A ruling that spoke not of privacy, but equality
The ruling was a compromise. Half of it, which Blackmun and John Stevens now joined, upheld the “essential holding of Roe,” namely, the right to an abortion through viability. The other half adopted a new subjective standard of abortion regulation, O’Connor’s “undue burden.” Souter, O’Connor and Kennedy concluded that four of the five Pennsylvania regulations cleared that standard, and that became the decision of the Court: Blackmun and Stevens joined the troika in striking down the spousal notification requirement, and the remaining four justices voted with them to uphold the other regulations.
The “undue burden” standard, which was now effectively the law, did away with the trimester framework of Roe, which left abortion to the discretion of a woman and her doctor during the first trimester, but permitted the state to regulate (if not outlaw) it during the second. Henceforth, states could impose abortion regulations from the point of conception. “Even in the earliest stages of pregnancy,” the ruling explained, “the State may enact rules and regulations designed to encourage her to know that there are philosophic and social arguments of great weight that can be brought to bear in favor of continuing the pregnancy to full term …”

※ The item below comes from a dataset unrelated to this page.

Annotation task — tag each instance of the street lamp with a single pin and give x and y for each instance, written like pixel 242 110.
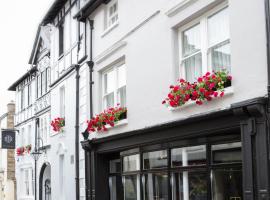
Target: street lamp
pixel 35 155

Still, the great upshot of Casey was that it preserved the essence of Roe. And on June 29, 1992, O’Connor, Kennedy and Souter each read aloud portions of their joint opinion. It was Souter who spoke the meat of it. “The ability of women to participate equally in the economic and social life of the Nation,” he said, “has been facilitated by their ability to control their reproductive lives.”
It was a remarkable sentence. For it spoke not of privacy – the legal ground that Roe was built upon – but equality, the principle that future Justice Ruth Bader Ginsburg and others had famously asserted ought to undergird Roe instead.
Souter, in black robe and graying hair, then turned to the legal underpinning of Casey – the reliance on precedent that, he said, now called upon both sides of the abortion debate “to end their national division by accepting a common mandate rooted in the Constitution.” He continued, reading aloud a passage that resonates today:
The Court is not asked to do this very often, having thus addressed the Nation only twice in our lifetime, in the decisions of Brown and Roe. But when the Court does act in this way, its decision requires an equally rare precedential force to counter the inevitable efforts to overturn it and to thwart its implementation. Some of those efforts may be mere unprincipled emotional reactions; others may proceed from principles worthy of profound respect.
But whatever the premises of opposition may be, only the most convincing justification under accepted standards of precedent could suffice to demonstrate that a later decision overruling the first was anything but a surrender to political pressure, and an unjustified repudiation of the principle on which the Court staked its authority in the first instance. So to overrule under fire in the absence of the most compelling reason to re-examine a watershed decision would subvert the Court’s legitimacy beyond any serious question.
Souter finished speaking. He had been true to himself and to the example of his hero, Justice Harlan. And in so doing, he had built upon the arguments of his clerk, that unnamed legal scholar whose analysis prefigured key elements of the Court’s historic decision.